In a joint statement, the Special Envoys for Libya from the African Union, the Arab League, the European Union and eight governments have reiterated their full support for the mediation in Libya by United Nations Special Representative of the Secretary-General, Bernardino Leon.
The envoys met with him on Thursday in Paris to coordinate their activities.
The national Special Envoys are from France, Germany, Italy, Malta, Spain, Turkey, the United Kingdom and the United States.
In their statement, in which they said the UN’s objective was to ensure “the normal functioning of the legitimate House of Representatives with the full participation of its members, the formation of a fully representative and inclusive government and the withdrawal of militias from cities and airports throughout Libya,” the envoys also expressed “deep concern” about the terrorist threat which they said was “proliferating in the current political situation” and which could only be defeated “by a strong and united Libyan state”.
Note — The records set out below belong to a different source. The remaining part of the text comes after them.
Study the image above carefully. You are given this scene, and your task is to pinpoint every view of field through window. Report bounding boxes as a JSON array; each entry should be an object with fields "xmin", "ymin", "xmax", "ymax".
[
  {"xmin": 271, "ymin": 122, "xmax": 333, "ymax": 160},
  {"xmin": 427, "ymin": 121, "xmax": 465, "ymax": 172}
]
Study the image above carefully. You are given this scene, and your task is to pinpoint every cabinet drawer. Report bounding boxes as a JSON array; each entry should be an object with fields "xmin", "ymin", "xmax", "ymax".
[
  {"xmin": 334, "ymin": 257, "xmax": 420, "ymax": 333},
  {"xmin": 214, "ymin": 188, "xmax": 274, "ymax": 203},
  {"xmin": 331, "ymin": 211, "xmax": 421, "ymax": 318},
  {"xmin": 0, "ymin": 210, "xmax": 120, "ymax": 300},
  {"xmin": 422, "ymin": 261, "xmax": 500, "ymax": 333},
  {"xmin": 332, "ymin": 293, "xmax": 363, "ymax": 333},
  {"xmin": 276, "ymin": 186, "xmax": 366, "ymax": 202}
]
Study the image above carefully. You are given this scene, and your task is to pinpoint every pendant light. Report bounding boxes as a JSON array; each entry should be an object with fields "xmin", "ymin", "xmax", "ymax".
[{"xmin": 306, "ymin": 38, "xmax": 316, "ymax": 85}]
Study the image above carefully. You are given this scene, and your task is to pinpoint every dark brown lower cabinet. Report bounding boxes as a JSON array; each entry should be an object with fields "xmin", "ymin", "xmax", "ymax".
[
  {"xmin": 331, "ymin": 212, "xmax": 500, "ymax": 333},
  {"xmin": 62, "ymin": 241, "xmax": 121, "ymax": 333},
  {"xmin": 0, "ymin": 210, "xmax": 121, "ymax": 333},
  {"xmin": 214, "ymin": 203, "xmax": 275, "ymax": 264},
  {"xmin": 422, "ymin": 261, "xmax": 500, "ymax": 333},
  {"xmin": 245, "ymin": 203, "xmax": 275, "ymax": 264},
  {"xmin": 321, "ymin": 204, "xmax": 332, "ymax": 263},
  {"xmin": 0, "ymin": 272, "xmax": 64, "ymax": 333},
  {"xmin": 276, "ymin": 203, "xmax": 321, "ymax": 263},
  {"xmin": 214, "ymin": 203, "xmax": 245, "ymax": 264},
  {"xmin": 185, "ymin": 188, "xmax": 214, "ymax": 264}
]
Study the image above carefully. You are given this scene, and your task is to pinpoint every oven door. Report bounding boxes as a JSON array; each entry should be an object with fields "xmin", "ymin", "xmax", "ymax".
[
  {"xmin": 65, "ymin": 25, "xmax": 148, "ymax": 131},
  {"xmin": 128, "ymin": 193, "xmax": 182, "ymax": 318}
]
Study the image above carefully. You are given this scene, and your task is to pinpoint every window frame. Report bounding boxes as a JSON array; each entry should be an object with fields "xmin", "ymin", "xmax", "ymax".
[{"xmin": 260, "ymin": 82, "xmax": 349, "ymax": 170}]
They furthermore declared that all international partners had to support the UN-led mediation and agreed to “a mechanism” being put in place to ensure that they did so.
This is seen as a move to rein Turkey into line.
All the Special Envoys, following the lead of Leon, have stuck rigidly to the line that the HoR is the only legitimate legislature in the country, the Thinni administration which it appointed the only government, and that there can be no negotiations with the rump General National Congress, which refuses to accept that it has passed into history, or the administration under Omar Al-Hassi which it appointed.
Ten days ago, Turkey’s Special Envoy shocked the others by breaking the agreement and meeting with Hassi in Tripoli.
In their statement yesterday, the envoys also rejected outside interference in Libya, agreed that there was no military solution to the current situation in Libya and condemned the violence that has occurred since the call for a ceasefire by participating and boycotting members of the HoR at their UN-sponsored meeting in Ghadames at the end of September.
Supporting Leon’s plans to convene a new round of discussions, they urged the parties “to remove all obstacles to such discussions”. They hoped, they said, to see “full and constructive participation” again from both sides. They also called “for an immediate and unconditional ceasefire in all parts of the country” to permit the immediate resumption of humanitarian assistance to those in need.
And in a move that indicates that the UN was preparing to get tough, they warned that anyone who undermined the process “will be sanctioned within the framework of UNSC resolution 2174”.